Nearly half of the world's 36 million people infected with HIV are women--and the number is growing. Women now make up 60% of new infections. In sub-Saharan Africa, teen-age girls are five times more likely to be infected than boys. In the U.S. a 2001 Kaiser Foundation Report found that women make up a growing number of new HIV infections, and that women of color are "hardest hit." Although Black women are only 13% of U.S. females over age 13, they account for 63% of the AIDS cases among women in that age group.

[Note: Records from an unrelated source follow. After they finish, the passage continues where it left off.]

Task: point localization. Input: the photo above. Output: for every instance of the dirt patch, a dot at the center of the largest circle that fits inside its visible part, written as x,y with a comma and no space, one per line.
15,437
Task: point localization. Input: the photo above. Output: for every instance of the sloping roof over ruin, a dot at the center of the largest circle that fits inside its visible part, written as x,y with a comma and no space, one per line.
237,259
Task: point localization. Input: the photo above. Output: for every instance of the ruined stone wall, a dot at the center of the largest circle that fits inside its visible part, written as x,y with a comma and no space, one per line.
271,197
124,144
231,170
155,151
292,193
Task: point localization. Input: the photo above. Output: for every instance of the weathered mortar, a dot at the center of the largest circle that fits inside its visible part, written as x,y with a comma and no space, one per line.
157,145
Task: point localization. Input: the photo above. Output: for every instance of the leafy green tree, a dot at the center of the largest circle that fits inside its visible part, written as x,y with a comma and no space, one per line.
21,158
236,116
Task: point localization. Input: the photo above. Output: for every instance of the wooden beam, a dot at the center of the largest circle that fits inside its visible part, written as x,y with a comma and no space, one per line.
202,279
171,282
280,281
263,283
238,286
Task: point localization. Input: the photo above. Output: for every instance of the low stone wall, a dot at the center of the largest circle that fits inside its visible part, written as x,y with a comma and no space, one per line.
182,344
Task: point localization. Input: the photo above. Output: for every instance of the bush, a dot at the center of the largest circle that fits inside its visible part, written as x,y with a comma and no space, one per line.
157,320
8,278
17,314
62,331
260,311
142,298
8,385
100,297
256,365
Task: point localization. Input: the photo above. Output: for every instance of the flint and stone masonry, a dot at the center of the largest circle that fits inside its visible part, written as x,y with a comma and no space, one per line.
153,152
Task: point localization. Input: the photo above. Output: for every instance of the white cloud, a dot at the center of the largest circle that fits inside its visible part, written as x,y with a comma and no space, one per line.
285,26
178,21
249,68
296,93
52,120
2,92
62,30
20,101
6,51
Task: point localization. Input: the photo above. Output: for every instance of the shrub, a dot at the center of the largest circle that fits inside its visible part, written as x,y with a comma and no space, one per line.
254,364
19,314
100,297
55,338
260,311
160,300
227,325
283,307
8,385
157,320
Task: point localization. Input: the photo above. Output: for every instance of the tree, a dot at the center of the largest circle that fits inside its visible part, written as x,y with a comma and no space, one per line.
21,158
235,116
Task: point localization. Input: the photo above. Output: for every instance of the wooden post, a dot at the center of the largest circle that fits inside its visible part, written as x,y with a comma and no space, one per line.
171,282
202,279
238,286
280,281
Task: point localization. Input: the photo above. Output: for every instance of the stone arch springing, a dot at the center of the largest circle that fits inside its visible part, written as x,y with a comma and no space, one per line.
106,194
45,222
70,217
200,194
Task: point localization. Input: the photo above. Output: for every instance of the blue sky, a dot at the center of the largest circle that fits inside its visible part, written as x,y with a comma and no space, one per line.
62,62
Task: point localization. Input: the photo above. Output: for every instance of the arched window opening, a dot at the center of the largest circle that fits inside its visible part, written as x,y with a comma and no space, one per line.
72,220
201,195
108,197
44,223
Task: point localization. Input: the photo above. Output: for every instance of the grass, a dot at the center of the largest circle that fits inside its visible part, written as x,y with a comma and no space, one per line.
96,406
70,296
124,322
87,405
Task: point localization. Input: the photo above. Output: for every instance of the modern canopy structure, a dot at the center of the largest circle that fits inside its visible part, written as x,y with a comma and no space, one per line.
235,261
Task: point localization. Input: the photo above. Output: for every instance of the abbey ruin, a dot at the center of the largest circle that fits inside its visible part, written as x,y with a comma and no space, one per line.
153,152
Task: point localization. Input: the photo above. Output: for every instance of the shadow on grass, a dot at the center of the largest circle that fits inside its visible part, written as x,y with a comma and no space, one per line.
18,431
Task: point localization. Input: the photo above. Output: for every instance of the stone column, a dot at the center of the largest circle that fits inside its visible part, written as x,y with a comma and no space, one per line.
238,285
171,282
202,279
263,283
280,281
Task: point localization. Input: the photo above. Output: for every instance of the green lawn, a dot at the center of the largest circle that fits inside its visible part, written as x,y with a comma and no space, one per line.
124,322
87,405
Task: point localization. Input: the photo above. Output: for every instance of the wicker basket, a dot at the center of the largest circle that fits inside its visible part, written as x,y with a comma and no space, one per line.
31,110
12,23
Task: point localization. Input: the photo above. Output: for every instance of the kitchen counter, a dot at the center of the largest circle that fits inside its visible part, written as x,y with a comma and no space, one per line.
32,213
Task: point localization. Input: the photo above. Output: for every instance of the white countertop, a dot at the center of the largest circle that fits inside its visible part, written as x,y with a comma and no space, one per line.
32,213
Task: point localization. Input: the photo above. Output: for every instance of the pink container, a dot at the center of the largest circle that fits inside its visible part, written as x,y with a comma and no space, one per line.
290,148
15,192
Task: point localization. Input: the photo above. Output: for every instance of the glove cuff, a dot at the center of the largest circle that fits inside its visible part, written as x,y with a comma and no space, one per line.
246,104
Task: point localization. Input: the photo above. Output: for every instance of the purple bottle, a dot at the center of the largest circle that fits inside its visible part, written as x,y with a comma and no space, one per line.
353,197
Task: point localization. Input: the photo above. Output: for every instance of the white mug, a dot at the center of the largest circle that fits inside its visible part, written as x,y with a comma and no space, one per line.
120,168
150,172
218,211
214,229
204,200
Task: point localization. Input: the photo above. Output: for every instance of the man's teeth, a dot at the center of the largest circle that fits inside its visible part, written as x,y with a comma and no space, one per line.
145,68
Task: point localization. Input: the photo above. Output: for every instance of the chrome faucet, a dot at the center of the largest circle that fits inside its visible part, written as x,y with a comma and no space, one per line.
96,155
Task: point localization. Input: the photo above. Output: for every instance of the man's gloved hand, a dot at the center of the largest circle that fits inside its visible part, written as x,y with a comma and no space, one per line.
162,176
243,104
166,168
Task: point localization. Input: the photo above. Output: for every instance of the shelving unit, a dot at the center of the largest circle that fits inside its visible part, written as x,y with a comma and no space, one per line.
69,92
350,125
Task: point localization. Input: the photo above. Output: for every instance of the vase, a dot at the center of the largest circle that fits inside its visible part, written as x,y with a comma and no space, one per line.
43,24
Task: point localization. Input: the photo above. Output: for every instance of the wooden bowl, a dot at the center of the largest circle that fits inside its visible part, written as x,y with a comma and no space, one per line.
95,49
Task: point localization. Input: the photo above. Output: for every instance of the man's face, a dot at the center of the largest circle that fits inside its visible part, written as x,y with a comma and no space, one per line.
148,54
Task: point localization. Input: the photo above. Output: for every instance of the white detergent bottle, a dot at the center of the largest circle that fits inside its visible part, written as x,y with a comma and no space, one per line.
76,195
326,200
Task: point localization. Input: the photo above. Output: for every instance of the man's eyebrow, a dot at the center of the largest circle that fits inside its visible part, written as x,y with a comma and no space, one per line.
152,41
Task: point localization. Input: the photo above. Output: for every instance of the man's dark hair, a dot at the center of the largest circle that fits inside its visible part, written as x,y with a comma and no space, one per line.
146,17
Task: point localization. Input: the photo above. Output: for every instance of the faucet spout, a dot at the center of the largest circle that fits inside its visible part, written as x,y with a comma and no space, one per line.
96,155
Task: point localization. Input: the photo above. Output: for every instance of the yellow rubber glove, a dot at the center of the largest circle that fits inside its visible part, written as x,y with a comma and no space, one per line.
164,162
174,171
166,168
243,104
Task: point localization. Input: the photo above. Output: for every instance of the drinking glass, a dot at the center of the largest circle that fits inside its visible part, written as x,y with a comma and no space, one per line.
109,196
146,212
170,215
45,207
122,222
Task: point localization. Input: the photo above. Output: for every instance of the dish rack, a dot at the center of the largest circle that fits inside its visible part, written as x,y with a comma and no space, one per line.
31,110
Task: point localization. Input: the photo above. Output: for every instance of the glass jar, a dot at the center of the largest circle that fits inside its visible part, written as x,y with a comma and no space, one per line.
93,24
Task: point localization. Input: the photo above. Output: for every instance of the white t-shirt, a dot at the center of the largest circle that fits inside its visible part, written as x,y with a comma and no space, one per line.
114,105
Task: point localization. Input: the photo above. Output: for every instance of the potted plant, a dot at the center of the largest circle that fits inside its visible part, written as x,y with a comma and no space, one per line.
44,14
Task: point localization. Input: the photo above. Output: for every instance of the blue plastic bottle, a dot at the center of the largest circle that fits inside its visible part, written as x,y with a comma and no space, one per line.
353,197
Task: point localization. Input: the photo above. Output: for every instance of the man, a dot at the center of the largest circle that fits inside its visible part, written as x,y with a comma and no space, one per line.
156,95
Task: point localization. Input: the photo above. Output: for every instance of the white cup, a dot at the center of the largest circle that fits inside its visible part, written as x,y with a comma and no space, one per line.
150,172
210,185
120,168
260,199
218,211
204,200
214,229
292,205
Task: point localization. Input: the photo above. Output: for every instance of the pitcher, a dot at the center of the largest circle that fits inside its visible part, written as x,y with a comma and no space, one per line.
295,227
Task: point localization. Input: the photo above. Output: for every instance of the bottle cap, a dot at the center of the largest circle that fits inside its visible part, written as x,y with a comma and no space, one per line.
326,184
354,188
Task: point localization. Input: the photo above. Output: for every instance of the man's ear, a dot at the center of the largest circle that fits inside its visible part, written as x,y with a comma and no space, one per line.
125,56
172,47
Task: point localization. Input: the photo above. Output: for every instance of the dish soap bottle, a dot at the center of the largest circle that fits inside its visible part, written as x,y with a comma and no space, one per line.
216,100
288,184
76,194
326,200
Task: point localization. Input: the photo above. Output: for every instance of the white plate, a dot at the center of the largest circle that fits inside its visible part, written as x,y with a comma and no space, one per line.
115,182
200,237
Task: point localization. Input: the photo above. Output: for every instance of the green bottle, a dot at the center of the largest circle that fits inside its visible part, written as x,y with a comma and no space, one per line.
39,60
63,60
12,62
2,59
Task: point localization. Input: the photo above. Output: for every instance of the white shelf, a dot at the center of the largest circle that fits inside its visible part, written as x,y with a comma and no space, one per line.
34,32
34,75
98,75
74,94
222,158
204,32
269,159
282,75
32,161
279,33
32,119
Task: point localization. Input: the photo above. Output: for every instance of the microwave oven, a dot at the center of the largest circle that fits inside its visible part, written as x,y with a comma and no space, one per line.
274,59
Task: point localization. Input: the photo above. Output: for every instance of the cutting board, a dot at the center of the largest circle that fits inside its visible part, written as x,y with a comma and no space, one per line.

The response of the UN is inadequate. While UNAIDS signed an agreement with the UN Development Fund for Women to fight the gender inequity that facilitates the spread of AIDS, it had only a very few sessions on women and AIDS at the global conference.

To make matters worse, UNAIDS singled out men as the focus for World Aids Day both this year and last. Their logic is telling. In their statement about the World AIDS Day campaign, they argue that, "All over the world, women find themselves at special risk of HIV infection because of their lack of power to determine where, when and how sex takes place. What is less recognized, however, is that the cultural beliefs and expectations that make this the case also heighten men's own vulnerability."

SEXISM AND AIDS

How can they use patriarchy and violence against women as an excuse to focus on men? Not only do they argue that men are more affected by AIDS, but they believe that only through mobilizing men will any of the problems implicated in the spread of AIDS be stopped. This displays a blatant disregard for women's self-determination.

This disregard for women's self-determination is at the core of everything. The conditions that have led to the increased rate of AIDS in women include their lack of power and control over their own bodies, their susceptibility to violence and rape, and their inability to force a man to use a condom.

Indeed, as African feminists have pointed out, the threat and fear of AIDS has made matters worse for African women. The fear of AIDS is one cause of the continued and sometimes increased practice of female genital mutilation. Many see it as a protection against AIDS. In fact, it increases women's chances of getting AIDS when they do have intercourse because of cutting and trauma in the area. In addition, younger and younger girls are being pushed into prostitution and marriage, both of which put young girls at risk of contracting AIDS.

The feeble declarations of the UN will do very little, in the end, to fight this deadly reality. This is something women have learned since the much touted Beijing women's conference in 1995. At that time, a lot of similar declarations were made, but women, especially when it comes to AIDS, are worse off now. It's fine that the global summit brought worldwide attention to the AIDS pandemic, but until the inhuman logic of an inhuman world is challenged at its root, we will not be able to eradicate this plague. Without that, the priorities of the medical world, of drug companies, governments and leaders will remain as they are. The virtual holocaust that Africa faces (5-7 million expected to die by 2010 in South Africa alone) makes this absolutely unacceptable. There is no time to waste.